Example: Deleting a file

curl -X DELETE "https://your.gokapi.url/api/files/delete" -H "accept: */*" -H "id: PFnh2DlQRS2PVKM" -H "apikey: secret"

Automatic Deployment

It is possible to deploy Gokapi without having to run the setup. You will need to complete the setup on a temporary instance first. This is to create the configuration files, which can then be used for deployment.

Configuration Files

The configuration consists of up to two files in the configuration directory (default: config). All files can be read-only, however config.json might need write access in some situations.

cloudconfig.yml

Stores the access data for cloud storage. This can be reused without modification, however all fields can also be set with environment variables. The file does not exist if no cloud storage is used and can always be read-only.

config.json

Contains the server configuration. If you want to deploy Gokapi in multiple instances for redundancy (e.g. all instances share the same data), then the configuration file can be reused without modification. Otherwise you need to modify it before deploying (see below). Can be read-only, but might need write access when upgrading Gokapi to a newer version. Needs write access when re-running setup or changing the admin password.
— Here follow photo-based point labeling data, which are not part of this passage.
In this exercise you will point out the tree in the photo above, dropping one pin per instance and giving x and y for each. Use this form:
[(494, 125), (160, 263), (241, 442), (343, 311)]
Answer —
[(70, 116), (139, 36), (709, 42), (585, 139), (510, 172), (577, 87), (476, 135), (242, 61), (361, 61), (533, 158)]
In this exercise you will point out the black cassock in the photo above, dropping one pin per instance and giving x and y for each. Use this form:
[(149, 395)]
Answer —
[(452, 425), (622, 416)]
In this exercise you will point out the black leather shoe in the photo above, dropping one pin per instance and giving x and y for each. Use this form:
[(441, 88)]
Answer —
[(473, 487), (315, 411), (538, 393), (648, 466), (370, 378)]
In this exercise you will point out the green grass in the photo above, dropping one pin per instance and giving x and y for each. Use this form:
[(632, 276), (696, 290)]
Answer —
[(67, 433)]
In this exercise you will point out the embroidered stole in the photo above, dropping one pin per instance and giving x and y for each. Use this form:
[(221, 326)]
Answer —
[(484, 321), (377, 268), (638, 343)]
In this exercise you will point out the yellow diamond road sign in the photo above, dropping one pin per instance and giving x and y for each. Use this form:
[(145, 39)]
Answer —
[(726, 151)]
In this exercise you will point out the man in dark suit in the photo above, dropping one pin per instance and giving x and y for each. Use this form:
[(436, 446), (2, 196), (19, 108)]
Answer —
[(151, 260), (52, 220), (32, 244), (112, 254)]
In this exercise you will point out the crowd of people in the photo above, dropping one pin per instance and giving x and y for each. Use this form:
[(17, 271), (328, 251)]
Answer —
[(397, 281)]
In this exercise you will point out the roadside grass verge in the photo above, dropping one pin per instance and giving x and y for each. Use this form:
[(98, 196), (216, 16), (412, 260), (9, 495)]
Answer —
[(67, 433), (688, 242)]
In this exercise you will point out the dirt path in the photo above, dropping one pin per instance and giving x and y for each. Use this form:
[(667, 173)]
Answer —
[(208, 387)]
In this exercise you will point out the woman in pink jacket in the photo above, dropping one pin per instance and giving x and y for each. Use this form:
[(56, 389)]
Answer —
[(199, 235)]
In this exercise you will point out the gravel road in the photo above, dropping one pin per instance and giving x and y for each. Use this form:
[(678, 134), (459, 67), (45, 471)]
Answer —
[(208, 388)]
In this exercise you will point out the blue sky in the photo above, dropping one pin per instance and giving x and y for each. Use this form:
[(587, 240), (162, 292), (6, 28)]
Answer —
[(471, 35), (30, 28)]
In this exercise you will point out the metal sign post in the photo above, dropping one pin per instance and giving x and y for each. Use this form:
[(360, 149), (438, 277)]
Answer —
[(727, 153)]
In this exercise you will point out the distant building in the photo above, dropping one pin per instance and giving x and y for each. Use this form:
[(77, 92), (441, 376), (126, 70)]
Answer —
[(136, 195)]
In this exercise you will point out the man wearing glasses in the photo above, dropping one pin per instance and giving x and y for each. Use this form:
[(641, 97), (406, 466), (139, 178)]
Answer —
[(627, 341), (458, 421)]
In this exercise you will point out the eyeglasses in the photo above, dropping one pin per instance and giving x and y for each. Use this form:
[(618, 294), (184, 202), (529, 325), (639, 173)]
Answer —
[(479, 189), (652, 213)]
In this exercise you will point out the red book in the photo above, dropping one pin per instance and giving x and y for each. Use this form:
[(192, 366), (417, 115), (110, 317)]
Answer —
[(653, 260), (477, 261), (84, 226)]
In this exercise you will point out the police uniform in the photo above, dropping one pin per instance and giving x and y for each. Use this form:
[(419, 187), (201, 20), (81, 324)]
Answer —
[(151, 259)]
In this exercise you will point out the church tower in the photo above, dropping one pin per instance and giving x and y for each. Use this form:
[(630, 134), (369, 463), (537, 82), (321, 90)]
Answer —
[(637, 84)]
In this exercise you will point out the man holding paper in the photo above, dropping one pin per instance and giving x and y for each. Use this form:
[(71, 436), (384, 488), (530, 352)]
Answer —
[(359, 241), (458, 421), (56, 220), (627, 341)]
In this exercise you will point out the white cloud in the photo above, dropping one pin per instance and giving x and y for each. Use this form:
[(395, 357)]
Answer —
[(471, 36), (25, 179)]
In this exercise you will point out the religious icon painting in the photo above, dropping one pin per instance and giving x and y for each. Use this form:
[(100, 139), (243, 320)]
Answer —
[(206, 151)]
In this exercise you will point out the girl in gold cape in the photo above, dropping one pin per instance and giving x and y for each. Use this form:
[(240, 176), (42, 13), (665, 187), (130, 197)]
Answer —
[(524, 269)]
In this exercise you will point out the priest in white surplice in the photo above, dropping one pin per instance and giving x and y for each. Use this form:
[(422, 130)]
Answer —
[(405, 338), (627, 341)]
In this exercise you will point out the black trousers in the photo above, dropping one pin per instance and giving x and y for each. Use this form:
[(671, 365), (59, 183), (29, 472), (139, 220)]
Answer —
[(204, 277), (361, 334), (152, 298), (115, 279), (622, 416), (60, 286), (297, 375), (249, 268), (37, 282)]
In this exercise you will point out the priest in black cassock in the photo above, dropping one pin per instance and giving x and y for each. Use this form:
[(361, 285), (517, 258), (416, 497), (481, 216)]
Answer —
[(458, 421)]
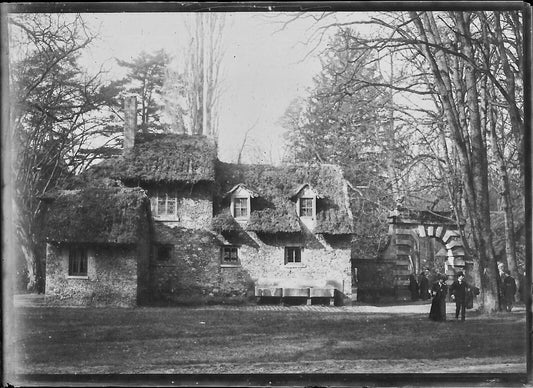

Modifying config.json to deploy without setup

If you want to deploy Gokapi to multiple instances that contain different data, you have to modify the config.json. Open it and change the following fields:

Field

Operation

Example

SaltAdmin

Change to empty value

“SaltAdmin”: “”,

SaltFiles

Change to empty value

“SaltFiles”: “”,

Password

Change to empty value

“Password”: “”,

Username

Change to the username of your preference,

if you are using internal username/password authentication

“Username”: “admin”,

Setting an admin password

If you are using internal username/password authentication, run the binary with the parameter --deployment-password [YOUR_PASSWORD]. This sets the password and also generates a new salt for the password. This has to be done before Gokapi is run for the first time on the new instance. Alternatively you can do this on the orchestrating machine and then copy the configuration file to the new instance.

If you are using a Docker image, this has to be done by starting a container with the entrypoint /app/run.sh, for example:

docker run --rm -v gokapi-data:/app/data -v gokapi-config:/app/config  f0rc3/gokapi:latest /app/run.sh --deployment-password newPassword

Customising

By default, all files are included in the executable. If you want to change the layout (e.g. add your company logo or change the app name etc.), follow these steps:

  1. Download the source code for the Gokapi version you are using. It is either attached to the specific release on Github or you can clone the repository and checkout the tag for the specific version.

  2. Copy either the folder static, templates or both from the internal/webserver/web folder to the directory where the executable is located (if you are using Docker, mount the folders into the the /app/ directory, e.g. /app/templates).

  3. Make changes to the folders. static contains images, CSS files and JavaScript. templates contains the HTML code.

  4. Restart the server. If the folders exist, the server will use the local files instead of the embedded files.

  5. Optional: To embed the files permanently, copy the modified files back to the original folders and recompile with go build Gokapi/cmd/gokapi.